The governor’s official photo is available here.
The overarching goal of my administration is Growing Nebraska. Opening and expanding overseas markets is a critical part of finding new opportunities for Nebraska businesses in a global economy. From June 7th to the 15th, leaders in agriculture and economic development from across Nebraska joined me on a very successful international trade mission, the first of my administration. This trade mission took us to the European Union (EU) where we visited Italy, Belgium, and Denmark. With 500 million consumers across 28 countries, the European Union holds many markets and opportunities for trade with our state. During the mission, the delegation met with business executives, farm cooperatives, and government leaders to invite investment in Nebraska, dispel misconceptions about Nebraska farms, and build trade relationships.
In Italy and Belgium, the delegation met with Coldiretti and CopaCogeca, potential investors in Nebraska’s agribusinesses. Coldiretti is an Italian farmer and food processor association and is the largest agricultural professional organization in Europe. Brussels-based CopaCogeca serves as a voice for farmers and co-ops within the European Union. During the delegation’s conversations with these investors, we had the unique opportunity to learn about food production and food processing in the EU, while outlining for them why Nebraska is the ideal food processing location for their operations.

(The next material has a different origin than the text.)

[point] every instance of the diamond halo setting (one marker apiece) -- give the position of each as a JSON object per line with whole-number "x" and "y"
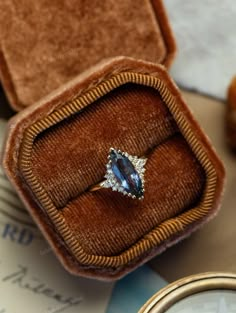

Many Europeans have misconceptions about Nebraska agriculture, and the delegation shared with EU leaders the scientific methods modern American farmers and ranchers rely on and urged EU leaders to base trade policy on sound scientific research. The ag producers who were part of the delegation were also able to dispel a common myth that Nebraska farms are corporate farms, when in reality, 98% of our state’s farms are family-owned or operated.
The delegation also met with companies that already invest in Nebraska, such as Inalca, CNH Industrial, and Novozymes to express our commitment to growing our relationship with them and to talk about future opportunities. Inalca, based in Italy, is one of the largest purchasers of Nebraska beef in the European Union. CNH Industrial is a multinational company headquartered in Italy and employs 800 people at its Grand Island, Nebraska facility. In Denmark, the delegation met with the CEO of Novozymes, Peder Nielsen, and toured the company’s headquarters. This Copenhagen-based company is a world leader in bio-innovations and a leading manufacturer of enzymes, microorganisms, and biopharmaceutical ingredients. Three years ago, Novozymes opened a manufacturing plant in Nebraska. The company’s Blair facility employs more than 100 people and is dedicated to making enzymes and renewable fuels. Mr. Nielsen told me that his company has invested nearly a quarter billion dollars in Nebraska already. Novozymes has expressed interest in expanding in the U.S., but their leadership indicated to us that the Environmental Protection Agency’s (EPA) recent proposal to reduce the Renewable Fuel Standard (RFS) is a hurdle to future expansion plans.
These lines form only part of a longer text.